Rappelons que la commune de Pietrasanta concède les espaces de l’église en demandant aux concessionnaires de respecter un règlement dans lequel il leur est essentiellement demandé de ne pas intervenir sur des installations qui portent atteinte à l’environnement (interdiction de planter des clous, d’introduire des liquides, de transporter des éléments qui dépassent un certain poids, etc.) Dans le cas d’installations particulièrement complexes, le projet doit être soumis à l’autorisation de la Surintendance. La Surintendance ne se prononce évidemment pas sur la qualité esthétique de l’installation : dans ce cas, tout est laissé au bon sens des organisateurs de l’exposition, qui sont libres de décider si leur proposition culturelle a du sens à l’intérieur d’une église (en d’autres termes, ceux qui, comme Bertozzi&Casoni, ont raisonné sur le temps et la fugacité de l’existence à l’intérieur d’une église, et ceux qui l’ont remplie de bétail divers, ont traité l’église comme une toile de fond).

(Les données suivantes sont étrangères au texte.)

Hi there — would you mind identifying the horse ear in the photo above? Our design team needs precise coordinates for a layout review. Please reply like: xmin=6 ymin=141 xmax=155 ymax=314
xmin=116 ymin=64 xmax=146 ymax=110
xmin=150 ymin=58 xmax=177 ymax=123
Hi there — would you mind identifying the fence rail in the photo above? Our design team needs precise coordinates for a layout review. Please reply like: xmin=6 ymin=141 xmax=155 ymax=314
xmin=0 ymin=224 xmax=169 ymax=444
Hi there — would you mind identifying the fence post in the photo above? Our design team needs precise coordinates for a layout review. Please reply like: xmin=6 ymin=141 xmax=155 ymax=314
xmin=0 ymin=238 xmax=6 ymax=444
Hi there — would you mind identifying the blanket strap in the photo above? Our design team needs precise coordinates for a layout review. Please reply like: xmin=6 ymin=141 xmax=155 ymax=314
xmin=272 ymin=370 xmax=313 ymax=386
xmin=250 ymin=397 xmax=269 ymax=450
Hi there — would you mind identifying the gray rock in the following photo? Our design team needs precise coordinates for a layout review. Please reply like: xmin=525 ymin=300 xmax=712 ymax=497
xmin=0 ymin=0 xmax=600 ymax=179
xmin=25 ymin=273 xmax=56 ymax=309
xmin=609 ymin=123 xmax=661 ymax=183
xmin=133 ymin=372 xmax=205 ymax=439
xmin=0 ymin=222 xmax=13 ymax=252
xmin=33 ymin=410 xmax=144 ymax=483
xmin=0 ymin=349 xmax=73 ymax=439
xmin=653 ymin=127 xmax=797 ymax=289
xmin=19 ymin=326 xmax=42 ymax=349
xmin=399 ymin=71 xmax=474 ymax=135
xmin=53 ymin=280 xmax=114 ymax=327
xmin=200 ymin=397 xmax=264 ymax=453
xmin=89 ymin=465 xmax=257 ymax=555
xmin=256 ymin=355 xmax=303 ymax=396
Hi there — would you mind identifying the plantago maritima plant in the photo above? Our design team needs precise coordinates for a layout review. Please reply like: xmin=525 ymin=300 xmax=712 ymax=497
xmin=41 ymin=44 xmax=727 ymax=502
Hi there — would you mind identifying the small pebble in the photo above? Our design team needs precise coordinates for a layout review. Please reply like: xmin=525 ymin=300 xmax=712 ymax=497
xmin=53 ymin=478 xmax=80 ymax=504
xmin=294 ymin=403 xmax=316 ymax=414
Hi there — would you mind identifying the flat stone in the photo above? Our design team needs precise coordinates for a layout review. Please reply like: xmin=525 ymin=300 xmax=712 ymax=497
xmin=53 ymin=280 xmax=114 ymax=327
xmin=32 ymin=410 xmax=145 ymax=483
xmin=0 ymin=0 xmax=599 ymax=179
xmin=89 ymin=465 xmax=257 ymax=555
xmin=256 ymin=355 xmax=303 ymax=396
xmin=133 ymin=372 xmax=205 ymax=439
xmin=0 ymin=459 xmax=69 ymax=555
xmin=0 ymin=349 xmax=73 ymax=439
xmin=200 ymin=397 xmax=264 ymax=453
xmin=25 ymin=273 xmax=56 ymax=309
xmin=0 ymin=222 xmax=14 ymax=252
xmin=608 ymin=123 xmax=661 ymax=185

Ce ne serait toutefois pas un excès de dirigisme si la commune de Pietrasanta demandait de minimiser les encombrements de l’exposition pour que l’église de Sant’Agostino reçoive l’attention qu’elle mérite.
La proposition d’exposition de Pietrasanta s’est distinguée, surtout ces dernières années, par une certaine discontinuité qui a conduit à l’alternance d’expositions tout à fait inintéressantes (le plus grand exemple, encore cité par les habitants et bien présent dans leur mémoire, est celui des sculptures de Gina Lollobrigida) et d’autres d’une portée beaucoup plus importante et d’une qualité nettement supérieure. En attendant que les expositions de Pietrasanta atteignent une uniformité de qualité plus harmonieuse, nous pourrions commencer par l’essentiel : éviter que Sant’Agostino ne devienne une fête foraine, où chaque fois le public ne sait pas si, en plus des expositions d’art contemporain, il aura également l’occasion d’admirer les vestiges du passé, avec les bons espaces, les bonnes lumières, sans interférences. La coexistence de l’ancien et du contemporain ne peut aller sans réflexion.